Experimentally, core–shell nanoparticles of Ni3Pt have demonstrated good catalytic performance for the ORR by Godínez-Salomón et al.,70 but they observed a strong segregation of Ni on the topmost layer. Similarly, Pd3Fe, Pd3Y, Pt3Sc, and Pt3Y have been proven to be an efficient catalyst for ORR.71–76 Stamenkovic et al.33 also measured that Pt3Co exhibits a similar catalytic activity to Pt, in the ORR. Although there is still little experimental evidence of the effect of elastic strains on the catalytic activity of the ORR, Escudero-Escribano et al.24 proved experimentally that the catalytic activity of Pt5Dy, Pt5Ce, and Pt5Sm compounds was enhanced by a factor of 3 to 6 over Pt. These studies match our DFT calculations and ML predictions and therefore represent a starting point for the use of binary intermetallic compounds and elastic strain engineering in the catalysis of the HER and the ORR.

Discussion

The adsorption energy for H, O, and OH was calculated by means of DFT on the lowest energy surface of 24 pure metals and 106 binary intermetallic compounds with stoichiometries AB, A2B, and A3B taking into account the effect of biaxial elastic strains. This information was used to train two RF regression models, one for hydrogen adsorption and another for oxygen and hydroxyl adsorption.

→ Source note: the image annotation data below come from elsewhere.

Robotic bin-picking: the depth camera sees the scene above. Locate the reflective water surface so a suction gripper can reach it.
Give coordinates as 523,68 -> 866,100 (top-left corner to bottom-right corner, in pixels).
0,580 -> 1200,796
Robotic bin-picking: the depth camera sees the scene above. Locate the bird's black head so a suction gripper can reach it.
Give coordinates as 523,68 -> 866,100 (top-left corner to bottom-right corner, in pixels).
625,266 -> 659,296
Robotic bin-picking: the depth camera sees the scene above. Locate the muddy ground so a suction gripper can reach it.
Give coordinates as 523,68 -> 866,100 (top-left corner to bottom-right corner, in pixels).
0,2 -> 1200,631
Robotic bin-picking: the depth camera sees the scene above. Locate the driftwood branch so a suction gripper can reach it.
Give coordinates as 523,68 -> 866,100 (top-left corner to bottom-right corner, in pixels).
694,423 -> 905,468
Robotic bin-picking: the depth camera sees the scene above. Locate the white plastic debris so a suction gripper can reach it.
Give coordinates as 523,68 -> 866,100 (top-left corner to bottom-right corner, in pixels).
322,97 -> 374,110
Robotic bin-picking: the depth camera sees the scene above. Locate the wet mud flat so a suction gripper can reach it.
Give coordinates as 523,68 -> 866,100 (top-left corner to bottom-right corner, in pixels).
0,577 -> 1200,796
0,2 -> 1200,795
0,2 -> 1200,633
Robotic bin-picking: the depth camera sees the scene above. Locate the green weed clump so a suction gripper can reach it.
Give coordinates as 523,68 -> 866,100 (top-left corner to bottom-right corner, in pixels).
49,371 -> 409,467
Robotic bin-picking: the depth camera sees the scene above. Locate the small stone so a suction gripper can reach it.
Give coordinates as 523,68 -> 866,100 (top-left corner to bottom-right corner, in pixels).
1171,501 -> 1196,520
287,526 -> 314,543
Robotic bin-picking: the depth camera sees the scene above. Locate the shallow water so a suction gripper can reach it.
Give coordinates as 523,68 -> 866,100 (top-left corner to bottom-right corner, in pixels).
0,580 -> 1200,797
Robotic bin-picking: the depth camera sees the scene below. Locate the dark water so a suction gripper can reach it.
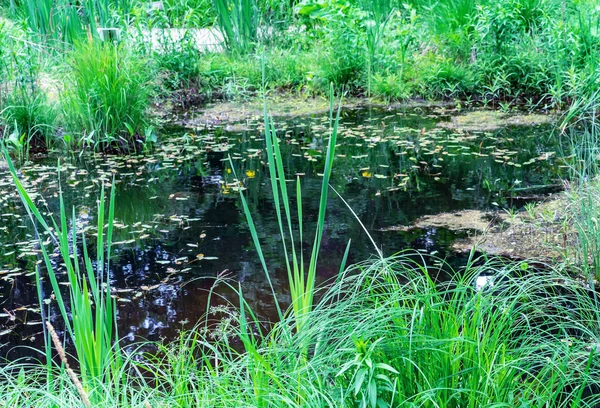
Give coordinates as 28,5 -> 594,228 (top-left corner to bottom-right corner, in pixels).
0,109 -> 562,358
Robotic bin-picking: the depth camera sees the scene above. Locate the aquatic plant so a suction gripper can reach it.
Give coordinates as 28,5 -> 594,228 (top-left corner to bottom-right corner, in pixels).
213,0 -> 258,52
3,151 -> 122,401
61,40 -> 152,151
232,84 -> 343,332
0,253 -> 600,408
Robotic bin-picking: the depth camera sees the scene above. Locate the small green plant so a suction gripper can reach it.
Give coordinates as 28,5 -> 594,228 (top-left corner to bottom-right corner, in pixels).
3,152 -> 122,401
61,40 -> 151,151
525,203 -> 537,221
213,0 -> 258,52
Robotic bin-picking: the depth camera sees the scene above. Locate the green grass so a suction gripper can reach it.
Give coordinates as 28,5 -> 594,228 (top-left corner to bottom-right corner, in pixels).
61,40 -> 151,151
3,151 -> 122,401
0,254 -> 600,408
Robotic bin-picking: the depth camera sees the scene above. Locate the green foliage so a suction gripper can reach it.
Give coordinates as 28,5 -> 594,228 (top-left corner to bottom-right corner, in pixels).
3,152 -> 122,401
149,0 -> 216,28
0,254 -> 600,408
0,22 -> 55,154
61,41 -> 152,151
11,0 -> 132,43
213,0 -> 259,52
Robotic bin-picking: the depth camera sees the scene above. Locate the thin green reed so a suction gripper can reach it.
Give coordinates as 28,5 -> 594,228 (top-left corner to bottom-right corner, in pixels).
4,152 -> 122,400
213,0 -> 258,52
234,87 -> 341,332
363,0 -> 393,96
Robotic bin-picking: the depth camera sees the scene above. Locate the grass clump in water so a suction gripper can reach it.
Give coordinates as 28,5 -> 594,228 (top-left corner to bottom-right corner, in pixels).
0,254 -> 600,407
61,40 -> 152,151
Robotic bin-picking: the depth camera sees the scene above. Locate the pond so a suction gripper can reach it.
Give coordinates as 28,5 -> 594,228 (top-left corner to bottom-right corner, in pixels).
0,108 -> 564,358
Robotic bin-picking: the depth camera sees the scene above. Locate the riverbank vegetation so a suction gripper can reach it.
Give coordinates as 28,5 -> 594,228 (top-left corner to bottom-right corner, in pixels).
0,0 -> 600,408
0,0 -> 600,153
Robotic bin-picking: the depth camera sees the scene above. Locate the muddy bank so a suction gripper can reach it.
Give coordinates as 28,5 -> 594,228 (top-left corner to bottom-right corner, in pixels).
154,93 -> 454,131
384,198 -> 576,261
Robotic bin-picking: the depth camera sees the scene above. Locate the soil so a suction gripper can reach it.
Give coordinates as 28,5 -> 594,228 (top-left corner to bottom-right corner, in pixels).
439,110 -> 556,131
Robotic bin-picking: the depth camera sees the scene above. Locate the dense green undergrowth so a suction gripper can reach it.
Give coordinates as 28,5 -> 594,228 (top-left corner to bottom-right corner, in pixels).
0,0 -> 600,408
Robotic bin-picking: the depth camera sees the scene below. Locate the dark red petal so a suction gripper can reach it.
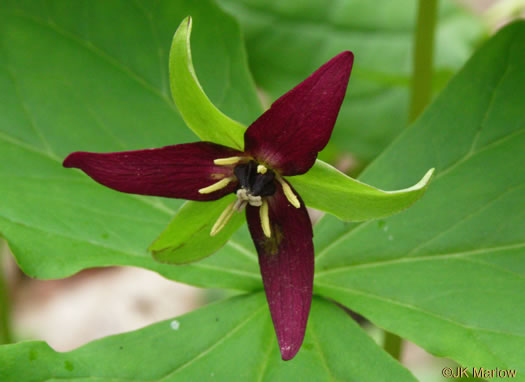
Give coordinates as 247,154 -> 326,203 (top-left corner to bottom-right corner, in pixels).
246,185 -> 314,361
64,142 -> 243,200
244,52 -> 354,175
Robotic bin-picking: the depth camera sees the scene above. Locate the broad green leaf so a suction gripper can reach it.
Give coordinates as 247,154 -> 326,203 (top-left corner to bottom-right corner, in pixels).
0,0 -> 260,290
149,194 -> 246,264
315,22 -> 525,380
170,17 -> 250,150
0,294 -> 415,382
289,160 -> 434,221
219,0 -> 484,163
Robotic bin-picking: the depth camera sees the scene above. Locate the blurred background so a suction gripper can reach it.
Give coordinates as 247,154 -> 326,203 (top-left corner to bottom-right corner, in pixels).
0,0 -> 525,381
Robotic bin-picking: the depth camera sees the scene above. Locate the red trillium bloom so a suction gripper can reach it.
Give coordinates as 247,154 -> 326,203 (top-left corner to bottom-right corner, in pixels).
64,52 -> 353,360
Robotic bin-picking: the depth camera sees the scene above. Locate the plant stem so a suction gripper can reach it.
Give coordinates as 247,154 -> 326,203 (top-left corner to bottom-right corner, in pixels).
383,331 -> 403,361
0,246 -> 12,344
408,0 -> 438,123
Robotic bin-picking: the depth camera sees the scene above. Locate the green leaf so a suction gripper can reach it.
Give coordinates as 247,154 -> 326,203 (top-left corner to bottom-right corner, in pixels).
149,194 -> 246,264
170,17 -> 250,150
0,294 -> 415,382
0,0 -> 260,290
289,160 -> 434,221
315,22 -> 525,374
219,0 -> 484,166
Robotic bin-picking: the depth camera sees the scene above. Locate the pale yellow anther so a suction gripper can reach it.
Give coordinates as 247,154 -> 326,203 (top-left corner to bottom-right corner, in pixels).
210,200 -> 237,236
257,164 -> 268,174
259,200 -> 272,237
213,157 -> 243,166
199,177 -> 233,194
277,176 -> 301,208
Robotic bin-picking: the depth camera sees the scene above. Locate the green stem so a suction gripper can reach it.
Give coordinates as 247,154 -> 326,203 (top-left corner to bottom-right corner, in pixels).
383,331 -> 403,361
0,248 -> 12,344
408,0 -> 438,123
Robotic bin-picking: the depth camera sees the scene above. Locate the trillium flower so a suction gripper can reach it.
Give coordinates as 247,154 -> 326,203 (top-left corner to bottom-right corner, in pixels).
64,51 -> 353,360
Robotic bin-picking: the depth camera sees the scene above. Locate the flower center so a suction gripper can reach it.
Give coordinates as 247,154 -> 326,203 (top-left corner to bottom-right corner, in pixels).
233,160 -> 276,211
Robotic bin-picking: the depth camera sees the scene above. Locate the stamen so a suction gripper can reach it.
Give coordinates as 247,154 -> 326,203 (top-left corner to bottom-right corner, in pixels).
199,177 -> 233,194
259,200 -> 272,237
213,157 -> 243,166
277,176 -> 301,208
210,200 -> 237,236
233,199 -> 248,212
257,164 -> 268,174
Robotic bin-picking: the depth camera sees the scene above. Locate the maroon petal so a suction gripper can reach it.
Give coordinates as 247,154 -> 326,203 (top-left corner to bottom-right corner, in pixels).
64,142 -> 243,200
244,52 -> 354,175
246,185 -> 314,361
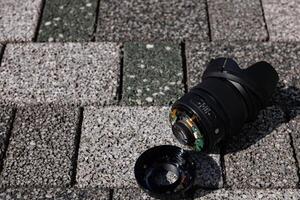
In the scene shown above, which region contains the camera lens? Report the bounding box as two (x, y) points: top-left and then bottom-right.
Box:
(170, 58), (279, 151)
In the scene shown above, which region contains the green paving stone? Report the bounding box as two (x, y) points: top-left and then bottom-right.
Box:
(122, 43), (184, 105)
(38, 0), (98, 42)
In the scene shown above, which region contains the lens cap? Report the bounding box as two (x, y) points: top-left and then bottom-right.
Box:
(134, 145), (195, 199)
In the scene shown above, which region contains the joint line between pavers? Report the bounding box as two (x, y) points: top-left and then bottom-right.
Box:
(117, 44), (124, 105)
(91, 0), (100, 42)
(0, 44), (6, 67)
(32, 0), (46, 42)
(108, 189), (114, 200)
(205, 0), (212, 42)
(220, 143), (229, 188)
(283, 109), (300, 188)
(259, 0), (270, 42)
(71, 107), (84, 186)
(180, 40), (188, 93)
(0, 108), (17, 174)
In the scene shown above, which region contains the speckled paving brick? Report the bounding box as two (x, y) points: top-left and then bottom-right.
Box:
(112, 188), (192, 200)
(77, 107), (179, 188)
(0, 0), (42, 42)
(0, 188), (109, 200)
(208, 0), (268, 40)
(287, 108), (300, 171)
(0, 104), (13, 166)
(77, 106), (220, 188)
(122, 43), (184, 105)
(224, 106), (299, 188)
(262, 0), (300, 41)
(194, 189), (300, 200)
(96, 0), (208, 41)
(0, 105), (79, 187)
(38, 0), (98, 42)
(112, 188), (155, 200)
(0, 43), (120, 105)
(186, 42), (300, 87)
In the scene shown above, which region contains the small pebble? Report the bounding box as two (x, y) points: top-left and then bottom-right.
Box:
(146, 97), (153, 103)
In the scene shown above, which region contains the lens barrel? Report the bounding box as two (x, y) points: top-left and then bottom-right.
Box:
(170, 58), (279, 151)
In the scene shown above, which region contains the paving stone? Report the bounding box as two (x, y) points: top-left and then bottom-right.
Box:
(287, 106), (300, 169)
(0, 104), (13, 166)
(0, 0), (42, 42)
(224, 106), (299, 189)
(0, 105), (79, 188)
(38, 0), (98, 42)
(112, 188), (195, 200)
(77, 106), (221, 188)
(186, 42), (300, 88)
(208, 0), (268, 40)
(0, 43), (120, 105)
(262, 0), (300, 41)
(96, 0), (208, 41)
(0, 188), (109, 200)
(112, 188), (155, 200)
(195, 189), (300, 200)
(122, 43), (184, 105)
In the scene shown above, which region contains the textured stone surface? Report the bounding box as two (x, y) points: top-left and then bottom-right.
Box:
(0, 188), (109, 200)
(77, 107), (221, 188)
(186, 42), (300, 87)
(38, 0), (98, 42)
(262, 0), (300, 41)
(195, 189), (300, 200)
(77, 107), (179, 188)
(0, 105), (79, 187)
(0, 0), (42, 42)
(0, 43), (120, 105)
(192, 152), (223, 189)
(208, 0), (268, 40)
(0, 104), (13, 163)
(122, 43), (184, 105)
(287, 106), (300, 169)
(112, 188), (154, 200)
(96, 0), (208, 41)
(224, 107), (299, 188)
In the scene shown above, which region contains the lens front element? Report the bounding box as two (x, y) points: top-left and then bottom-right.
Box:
(170, 108), (204, 151)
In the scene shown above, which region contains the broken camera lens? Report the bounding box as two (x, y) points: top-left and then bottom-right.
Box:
(134, 58), (279, 199)
(170, 58), (278, 151)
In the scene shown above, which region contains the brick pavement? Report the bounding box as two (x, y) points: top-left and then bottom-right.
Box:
(0, 0), (300, 199)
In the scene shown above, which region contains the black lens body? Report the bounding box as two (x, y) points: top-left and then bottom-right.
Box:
(134, 58), (279, 199)
(171, 58), (279, 151)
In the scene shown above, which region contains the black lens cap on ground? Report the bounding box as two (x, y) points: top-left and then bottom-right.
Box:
(134, 145), (195, 199)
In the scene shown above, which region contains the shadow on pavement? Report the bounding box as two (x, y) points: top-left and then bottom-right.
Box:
(223, 82), (300, 153)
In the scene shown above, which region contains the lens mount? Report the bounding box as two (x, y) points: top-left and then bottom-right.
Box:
(134, 145), (195, 199)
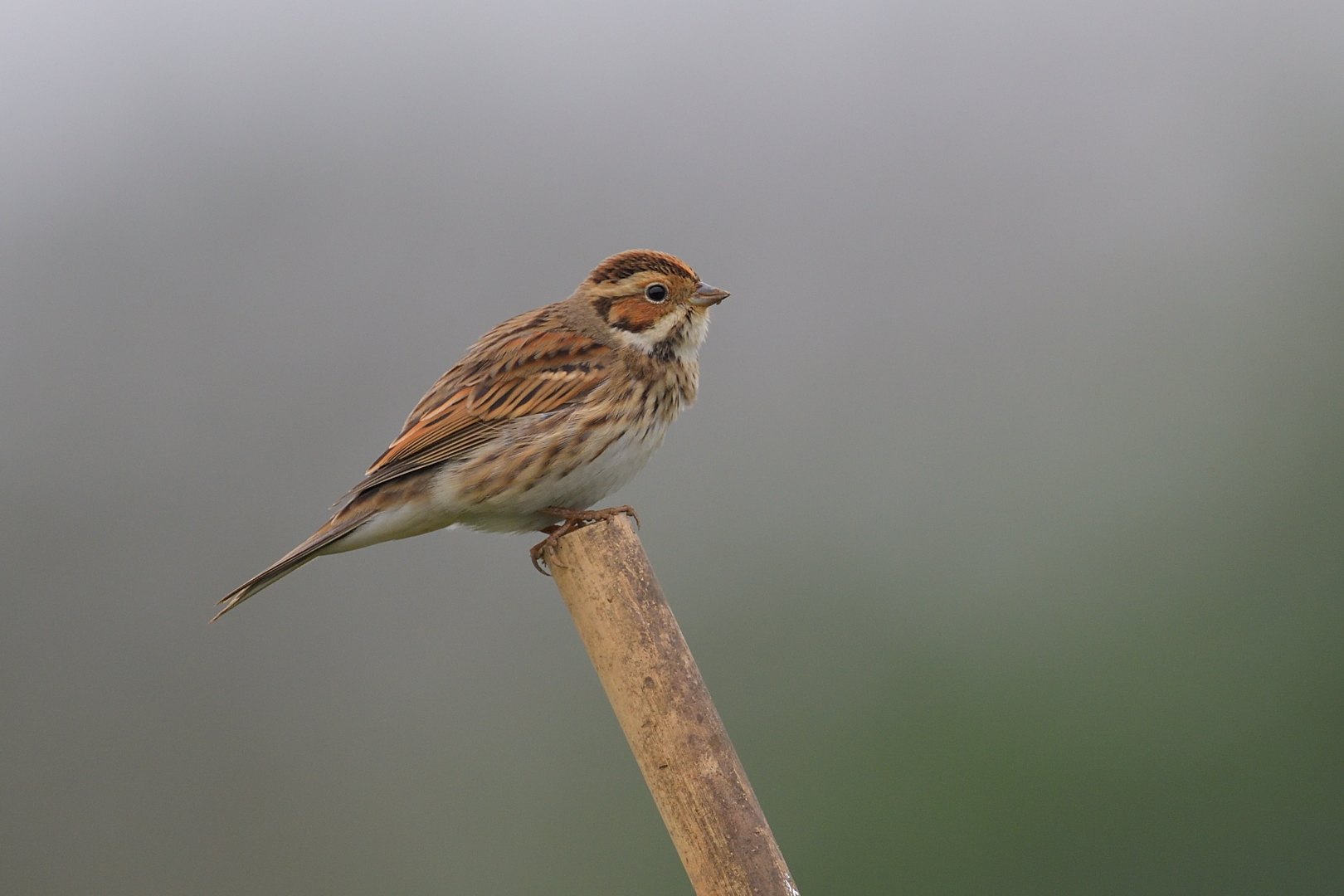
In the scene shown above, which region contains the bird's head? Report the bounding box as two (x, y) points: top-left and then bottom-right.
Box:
(572, 249), (728, 360)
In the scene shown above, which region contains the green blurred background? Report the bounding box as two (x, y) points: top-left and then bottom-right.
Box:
(0, 0), (1344, 894)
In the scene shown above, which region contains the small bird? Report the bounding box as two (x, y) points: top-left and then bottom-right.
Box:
(211, 249), (728, 622)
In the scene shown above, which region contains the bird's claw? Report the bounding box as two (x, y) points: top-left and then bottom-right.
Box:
(529, 504), (640, 577)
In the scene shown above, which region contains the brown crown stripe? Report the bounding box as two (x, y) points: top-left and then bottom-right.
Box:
(589, 251), (699, 284)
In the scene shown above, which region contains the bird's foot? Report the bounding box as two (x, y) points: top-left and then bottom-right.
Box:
(531, 504), (640, 575)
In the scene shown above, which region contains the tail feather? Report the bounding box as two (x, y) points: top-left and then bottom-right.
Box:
(210, 510), (373, 622)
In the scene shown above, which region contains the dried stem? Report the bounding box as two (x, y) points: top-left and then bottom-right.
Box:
(547, 516), (798, 896)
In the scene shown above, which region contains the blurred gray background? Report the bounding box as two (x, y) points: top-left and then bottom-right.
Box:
(0, 0), (1344, 894)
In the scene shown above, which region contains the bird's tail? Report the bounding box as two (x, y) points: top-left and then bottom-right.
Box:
(211, 508), (373, 622)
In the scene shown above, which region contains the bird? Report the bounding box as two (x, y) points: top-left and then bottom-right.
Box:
(211, 249), (728, 622)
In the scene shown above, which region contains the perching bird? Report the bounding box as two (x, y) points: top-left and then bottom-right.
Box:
(215, 249), (728, 619)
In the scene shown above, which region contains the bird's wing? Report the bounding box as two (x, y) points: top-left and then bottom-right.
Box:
(341, 306), (614, 504)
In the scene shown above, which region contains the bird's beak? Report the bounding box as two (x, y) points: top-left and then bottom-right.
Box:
(691, 280), (728, 308)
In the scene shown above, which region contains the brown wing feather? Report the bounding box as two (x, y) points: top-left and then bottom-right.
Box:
(341, 305), (613, 503)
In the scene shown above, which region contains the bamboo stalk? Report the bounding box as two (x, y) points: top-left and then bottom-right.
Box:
(547, 516), (798, 896)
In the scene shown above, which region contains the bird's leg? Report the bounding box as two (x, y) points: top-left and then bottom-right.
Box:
(531, 504), (640, 575)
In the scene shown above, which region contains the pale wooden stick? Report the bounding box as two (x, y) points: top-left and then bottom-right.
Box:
(546, 516), (798, 896)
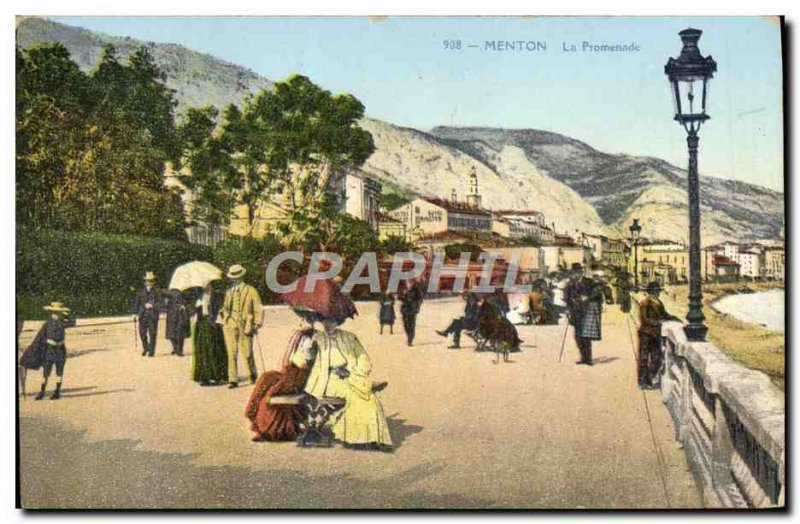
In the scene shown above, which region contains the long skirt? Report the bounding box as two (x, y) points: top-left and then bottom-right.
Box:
(325, 375), (392, 446)
(636, 333), (664, 388)
(192, 315), (228, 382)
(244, 364), (308, 441)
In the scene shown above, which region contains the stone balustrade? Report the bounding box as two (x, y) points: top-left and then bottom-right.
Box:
(661, 322), (786, 508)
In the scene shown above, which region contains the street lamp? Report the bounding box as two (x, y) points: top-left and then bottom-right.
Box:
(664, 29), (717, 340)
(628, 218), (642, 291)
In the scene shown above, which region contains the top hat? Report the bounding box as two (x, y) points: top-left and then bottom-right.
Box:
(43, 302), (69, 313)
(228, 264), (247, 278)
(647, 282), (661, 293)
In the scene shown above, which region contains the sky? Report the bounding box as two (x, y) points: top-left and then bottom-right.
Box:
(51, 17), (784, 191)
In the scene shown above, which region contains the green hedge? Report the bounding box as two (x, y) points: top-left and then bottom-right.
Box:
(16, 229), (213, 319)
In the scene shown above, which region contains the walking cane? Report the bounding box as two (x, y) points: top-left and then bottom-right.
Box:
(558, 318), (569, 362)
(254, 330), (267, 373)
(133, 316), (139, 353)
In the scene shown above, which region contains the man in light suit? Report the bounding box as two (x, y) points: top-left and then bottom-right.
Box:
(219, 264), (263, 388)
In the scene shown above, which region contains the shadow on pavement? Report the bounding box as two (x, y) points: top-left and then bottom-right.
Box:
(386, 413), (423, 448)
(19, 417), (492, 509)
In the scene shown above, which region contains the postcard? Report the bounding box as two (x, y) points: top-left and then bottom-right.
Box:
(15, 16), (787, 510)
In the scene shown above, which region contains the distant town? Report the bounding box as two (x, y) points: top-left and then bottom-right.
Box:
(172, 166), (785, 286)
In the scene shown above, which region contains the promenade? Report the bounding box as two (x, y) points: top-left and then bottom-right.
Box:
(19, 300), (702, 509)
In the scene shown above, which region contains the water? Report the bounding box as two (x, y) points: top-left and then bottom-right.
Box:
(713, 289), (786, 332)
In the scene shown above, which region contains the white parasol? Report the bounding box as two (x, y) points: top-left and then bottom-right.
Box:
(169, 260), (222, 291)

These models predicted the adsorption energies based on 9 descriptors that characterized the geometrical and chemical features of the adsorption site as well as the applied strain. All the descriptors for each compound in the models could be obtained from physico-chemical databases. The MAE of the predictions of the RF models was excellent (0.07 and 0.18 eV for the adsorption of hydrogen and oxygen/hydroxyl, respectively) and, in addition, the accuracy of the results was validated against the adsorption energies of 30 randomly selected binary intermetallic compounds.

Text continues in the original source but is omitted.